The pilot will also explore potential negative psychological effects of undergoing screening, recognising that distress not only relates to receiving positive or indeterminate results, but also includes the patient’s experience prior to screening, during the examination, and while waiting for the results.
Training
A shortage of expert thoracic radiologists to read low-dose CT scans is predicted to be a major problem if lung cancer screening becomes widespread. Investigators are therefore planning to assess whether it is possible to take general radiologists and train them to perform low-dose CT. They are using a programme developed by the European Society of Thoracic Imaging, known as the Lung Cancer Screening Certification Project, which involves webinars, e-learning and workshops. The team plan to assess whether it is feasible for the first reading to be performed by a radiologist who has undertaken the training programme and the second reading to use computer assisted diagnosis. “In NELSON, double reading from expert radiologists was used, which isn’t practical outside a clinical study,” says Revel.
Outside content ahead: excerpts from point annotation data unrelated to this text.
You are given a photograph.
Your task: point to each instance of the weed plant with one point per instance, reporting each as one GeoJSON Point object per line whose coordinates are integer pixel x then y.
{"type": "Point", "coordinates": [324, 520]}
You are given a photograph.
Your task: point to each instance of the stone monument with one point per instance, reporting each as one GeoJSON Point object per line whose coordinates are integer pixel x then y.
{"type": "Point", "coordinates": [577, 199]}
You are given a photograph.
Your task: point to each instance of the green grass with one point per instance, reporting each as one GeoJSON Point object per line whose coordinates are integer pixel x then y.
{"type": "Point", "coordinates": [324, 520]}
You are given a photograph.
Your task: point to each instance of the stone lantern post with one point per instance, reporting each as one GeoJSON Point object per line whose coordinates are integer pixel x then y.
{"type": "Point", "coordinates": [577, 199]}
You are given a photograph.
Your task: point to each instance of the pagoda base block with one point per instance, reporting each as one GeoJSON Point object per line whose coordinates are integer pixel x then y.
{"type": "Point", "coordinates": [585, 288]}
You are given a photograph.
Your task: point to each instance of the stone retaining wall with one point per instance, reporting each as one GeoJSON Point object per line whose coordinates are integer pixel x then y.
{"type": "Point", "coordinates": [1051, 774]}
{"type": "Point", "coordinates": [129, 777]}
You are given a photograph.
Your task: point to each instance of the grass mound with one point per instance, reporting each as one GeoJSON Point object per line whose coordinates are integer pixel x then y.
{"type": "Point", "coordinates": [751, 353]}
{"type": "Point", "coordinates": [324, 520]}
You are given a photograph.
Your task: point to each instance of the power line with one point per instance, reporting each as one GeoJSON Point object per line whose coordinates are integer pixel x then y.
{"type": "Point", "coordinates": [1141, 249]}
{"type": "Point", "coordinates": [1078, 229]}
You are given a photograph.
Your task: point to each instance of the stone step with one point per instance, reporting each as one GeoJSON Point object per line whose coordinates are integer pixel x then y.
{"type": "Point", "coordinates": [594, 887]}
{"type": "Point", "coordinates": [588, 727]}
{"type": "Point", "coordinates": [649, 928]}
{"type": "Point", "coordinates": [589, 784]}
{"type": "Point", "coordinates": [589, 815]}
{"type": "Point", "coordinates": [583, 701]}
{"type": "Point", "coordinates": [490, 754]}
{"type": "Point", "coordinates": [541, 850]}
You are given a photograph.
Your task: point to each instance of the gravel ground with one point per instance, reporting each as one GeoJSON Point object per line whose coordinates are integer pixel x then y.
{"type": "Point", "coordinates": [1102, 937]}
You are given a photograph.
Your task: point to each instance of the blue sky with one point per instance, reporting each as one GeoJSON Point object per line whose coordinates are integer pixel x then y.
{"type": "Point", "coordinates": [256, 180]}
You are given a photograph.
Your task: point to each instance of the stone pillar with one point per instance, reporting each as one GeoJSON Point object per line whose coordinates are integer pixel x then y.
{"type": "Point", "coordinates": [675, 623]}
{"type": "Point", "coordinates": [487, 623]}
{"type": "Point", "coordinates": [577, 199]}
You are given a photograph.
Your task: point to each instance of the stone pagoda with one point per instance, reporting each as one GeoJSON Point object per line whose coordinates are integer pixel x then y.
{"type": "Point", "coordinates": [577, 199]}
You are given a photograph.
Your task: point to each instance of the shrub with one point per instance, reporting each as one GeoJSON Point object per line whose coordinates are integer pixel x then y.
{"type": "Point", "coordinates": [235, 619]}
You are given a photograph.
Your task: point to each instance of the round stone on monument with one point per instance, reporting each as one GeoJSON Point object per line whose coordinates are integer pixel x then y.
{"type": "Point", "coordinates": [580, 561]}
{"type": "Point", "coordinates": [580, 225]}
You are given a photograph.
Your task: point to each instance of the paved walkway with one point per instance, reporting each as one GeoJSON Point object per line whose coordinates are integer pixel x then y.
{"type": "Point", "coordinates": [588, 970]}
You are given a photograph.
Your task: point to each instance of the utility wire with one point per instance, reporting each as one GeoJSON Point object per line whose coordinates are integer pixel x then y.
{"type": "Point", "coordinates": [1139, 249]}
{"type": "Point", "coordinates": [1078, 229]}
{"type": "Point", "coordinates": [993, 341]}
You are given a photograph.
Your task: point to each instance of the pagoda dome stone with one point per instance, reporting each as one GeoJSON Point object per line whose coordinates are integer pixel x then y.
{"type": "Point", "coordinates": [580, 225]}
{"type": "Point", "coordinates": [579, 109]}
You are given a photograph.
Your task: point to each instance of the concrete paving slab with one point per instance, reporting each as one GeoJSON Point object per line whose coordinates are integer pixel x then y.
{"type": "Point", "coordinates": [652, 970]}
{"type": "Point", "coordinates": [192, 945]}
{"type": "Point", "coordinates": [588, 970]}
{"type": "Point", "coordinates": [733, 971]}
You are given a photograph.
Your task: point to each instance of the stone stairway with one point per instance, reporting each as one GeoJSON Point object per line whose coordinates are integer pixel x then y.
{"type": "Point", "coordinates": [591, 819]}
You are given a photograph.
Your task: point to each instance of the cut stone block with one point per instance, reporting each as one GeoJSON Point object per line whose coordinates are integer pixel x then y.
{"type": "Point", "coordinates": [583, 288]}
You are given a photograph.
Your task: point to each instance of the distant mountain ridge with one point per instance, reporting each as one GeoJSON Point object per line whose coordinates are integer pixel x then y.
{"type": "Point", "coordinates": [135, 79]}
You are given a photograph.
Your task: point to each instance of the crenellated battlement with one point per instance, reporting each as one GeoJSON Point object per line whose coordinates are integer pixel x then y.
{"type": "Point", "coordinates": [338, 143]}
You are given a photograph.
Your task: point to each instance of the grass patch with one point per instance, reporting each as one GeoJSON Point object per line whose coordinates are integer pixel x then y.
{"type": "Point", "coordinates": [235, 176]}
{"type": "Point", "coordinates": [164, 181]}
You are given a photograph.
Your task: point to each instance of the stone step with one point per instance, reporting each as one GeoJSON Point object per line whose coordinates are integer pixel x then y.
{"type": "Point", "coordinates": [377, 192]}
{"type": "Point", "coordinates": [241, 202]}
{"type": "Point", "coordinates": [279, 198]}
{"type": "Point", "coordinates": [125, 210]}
As the pilot develops, the team plan to introduce smoking cessation and combine lung cancer screening with other forms of low-dose CT appropriate for women in the age range 50‒74 years, including screening for breast cancer and osteoporosis.
“We hope our focus will have the additional benefit of highlighting the increase of lung cancer in the female population. This is of vital importance, since lung cancer is now the first cause of cancer death among women in France,” says Revel.
Next steps for Europe
While Croatia, England and France may be ahead of the curve, most member states will be waiting to see what the eagerly awaited SAPEA report to the European Commission has to say about the scientific basis for extending screening programmes to other cancers, including lung.
This report will be important in shaping the decision due later this year on whether ‒ and if so how ‒ to update the EU recommendations on cancer screening, which have remained unchanged since colorectal cancer screening was added in 2003.
Pressure to take a positive approach to adding lung to the existing cancer screening recommendations is coming from the European Parliament’s Special Committee on Beating Cancer (BECA committee), in its report on Strengthening Europe in the fight against cancer published in January 2022. The report “calls for the evidence that proves the positive effect of targeted lung cancer screening on mortality to be recognised; encourages the Council, based on the outcome of the above-mentioned assessment, to consider including lung and prostate cancer screening in the update of the Council recommendation in 2022.” It also calls for “clear and tangible targets to be set for any new cancers that need to be tackled.”
The coming weeks and months will reveal the nature of the scientific advice from SAPEA and the subsequent decision on any updates to the EU recommendations on cancer screening.
But the practical experiences and lessons learned from the diverse examples of cancer screening programmes and pilots already running in some parts of Europe may be as important in persuading ‒ or deterring ‒ other countries to follow suit.